Authored by rampitec on Mar 10 2021, 10:21 AM.

Details

Summary

Before D94153 this threshold was in a pre-scaled units.
After D94153 inlining threshold multiplier is not applied
to this portion of the threshold anymore. Restore the
threshold by applying the multiplier.

Diff Detail

Event Timeline

rampitec created this revision.Mar 10 2021, 10:21 AM
rampitec requested review of this revision.Mar 10 2021, 10:21 AM
Herald added a project: Restricted Project. · View Herald TranscriptMar 10 2021, 10:21 AM
Herald added a subscriber: wdng. · View Herald Transcript
arsenm added inline comments.Mar 10 2021, 11:55 AM
llvm/lib/Target/AMDGPU/AMDGPUTargetTransformInfo.cpp
1192 ↗(On Diff #329708)

Should the just adjust for the scale then?

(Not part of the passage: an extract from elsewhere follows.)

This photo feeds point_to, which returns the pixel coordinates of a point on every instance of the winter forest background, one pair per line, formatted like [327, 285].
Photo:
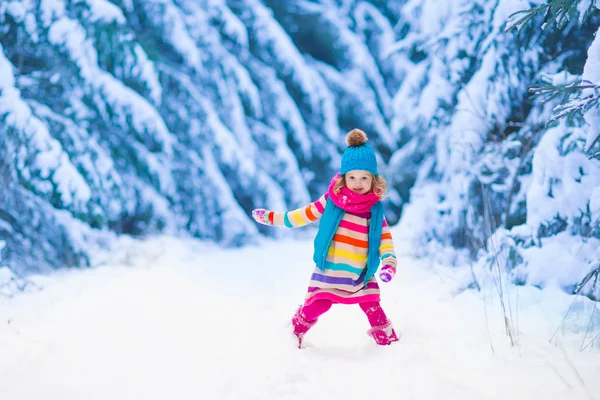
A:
[144, 117]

rampitec added inline comments.Mar 10 2021, 11:57 AM
llvm/lib/Target/AMDGPU/AMDGPUTargetTransformInfo.cpp
1192 ↗(On Diff #329708)

I thought about this, but whenever we will adjust the scale the next time we will have to visit it again.

Do you have any test for the fix?

llvm/lib/Target/AMDGPU/AMDGPUTargetTransformInfo.cpp
1192 ↗(On Diff #329708)

Nit: It seems instead of this modification you can just swap two lines

1582:  Threshold *= TTI.getInliningThresholdMultiplier();
1583:  Threshold += TTI.adjustInliningThreshold(&Call);

in InlineCost.cpp so we'll stay with just one place of * getInliningThresholdMultiplier().

Do you have any test for the fix?

These tests tend to be either unreliable or huge. We cannot measure performance with lit tests.

llvm/lib/Target/AMDGPU/AMDGPUTargetTransformInfo.cpp
1192 ↗(On Diff #329708)

That would change behavior for all targets.

arsenm added inline comments.Mar 11 2021, 6:07 PM
llvm/lib/Target/AMDGPU/AMDGPUTargetTransformInfo.cpp
1192 ↗(On Diff #329708)

I thought the point of the multiplier was to just amplify the expense of calls. I don't understand scaling up the cost here

rampitec added inline comments.Mar 11 2021, 6:10 PM
llvm/lib/Target/AMDGPU/AMDGPUTargetTransformInfo.cpp
1192 ↗(On Diff #329708)

It's more like a uniform target cost multiplier which shall be applied to everything. But probably Daniil is correct and I have to swap two lines in the inliner instead, until noone uses it as is.

rampitec updated this revision to Diff 330270.Mar 12 2021, 9:22 AM
rampitec marked 2 inline comments as done.

Swapped order of operations in the InlineCost itself instead. This is still unused by any other target so it is possible to fix it there, which seems to be a more correct way.

rampitec updated this revision to Diff 330283.Mar 12 2021, 9:40 AM

Added test.

dfukalov accepted this revision.Mar 12 2021, 10:01 AM

Thanks!

This revision is now accepted and ready to land.Mar 12 2021, 10:01 AM
This revision was landed with ongoing or failed builds.Mar 12 2021, 10:20 AM
This revision was automatically updated to reflect the committed changes.